Narendra Modi spoke to the ladies of FICCI flo- an organisation representing entrepreneurial Indian women. The organisers had indicated that they wanted him to elaborate the steps he’d taken in Gujarat, to empower women, and encourage both increased employment and entrepreneurship.
He did speak very generally, and seemed to aim his words at more ordinary women than the illustrious who’s who of Indian industry in front of him. The main thrust of his speech seemed to be praise for non-professional women- homemakers, women in rural India. This gem of an idea unfortunately translated into a wholly unimpressive speech .
Here are my thoughts on the speech:
He spoke about entrepreneurial initiatives like Lijjat Papad, Amul and a certain Jasuben’s Pizza- the first two especially are wonderful examples of small home-based industries , initiated by women or run by them, that have evolved to become companies that corner large pieces of their respective markets.

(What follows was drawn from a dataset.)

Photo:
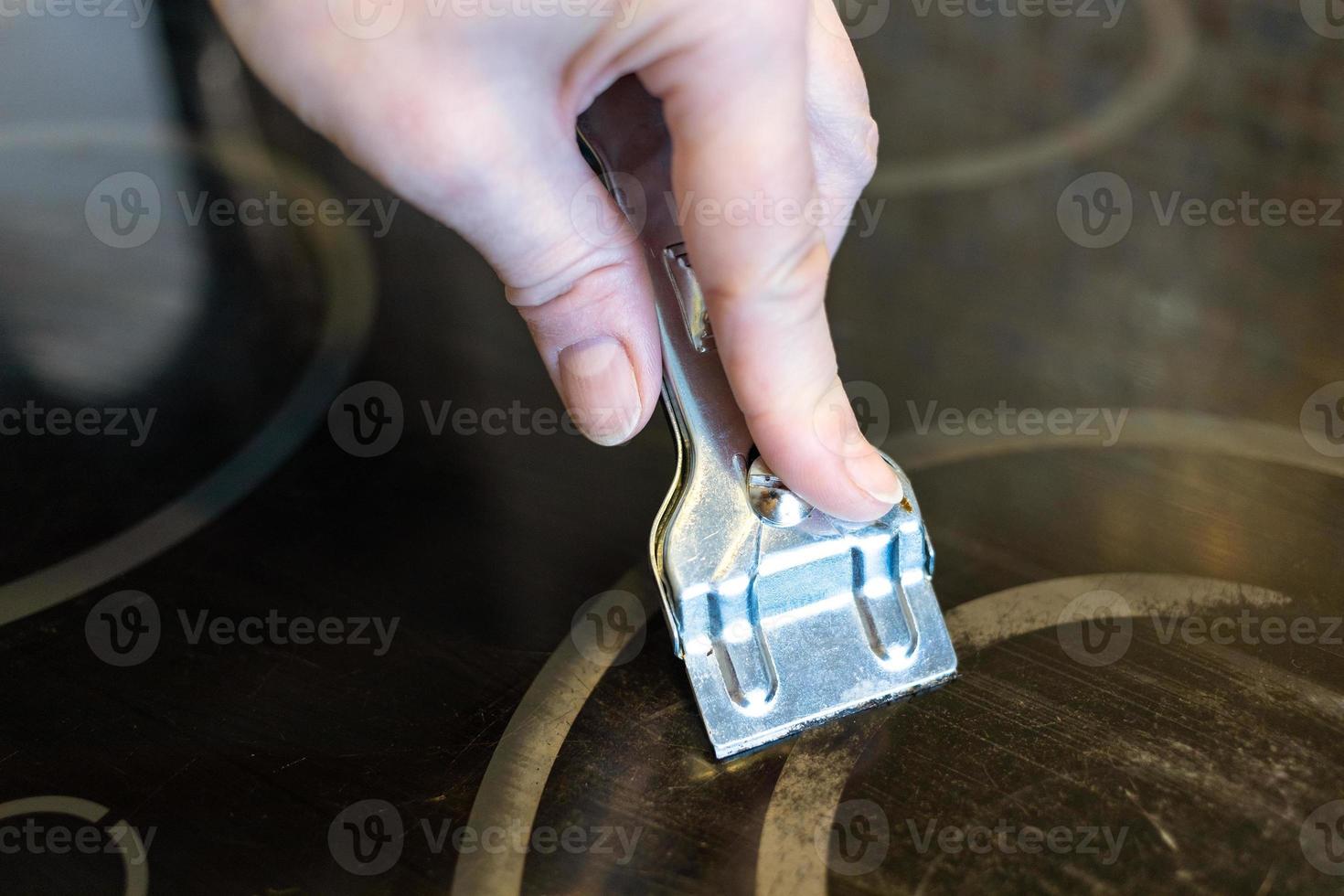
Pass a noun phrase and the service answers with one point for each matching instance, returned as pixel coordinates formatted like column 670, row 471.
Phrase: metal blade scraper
column 785, row 617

It’s inspiring to hear of these skill-based industries, obviously,but it’s important to remember that the CEO and ‘top guns’ of these companies are still male-with good reason I’m sure, but I still feel it’s misleading to hide this fact. Also, these two companies predate Modi by many years- and it’s wholly wrong for any political outfit to claim any sort of role in the success of these companies.
The absence of any mention of the rural women who play a major role in grass-root implementation of various governmental schemes-the auxillary nurse midwives, ASHA workers, and anganwadi workers.While a lot of women in these roles have limited education and training, they are vital to the success of all state programs- it’s criminal, in my eyes, to omit their contribution in any discussion of rural women’s achievements.
Like many politicians, the approach was indubitably patronising.He resorted to stereotypes of burnt fingers while making chapatis which have NOTHING to do with women empowerment or entrepreneurship, and serve to place women on some exalted pedestal that they are supposed to aspire to! Another example of this was the constant use of maa-behen to describe women- I found it extremely problematic- considering he uses ‘mitr’ (friends) while addressing men.
P.S. This is not about his politics, or my assessment of his suitability to lead the country in 2014.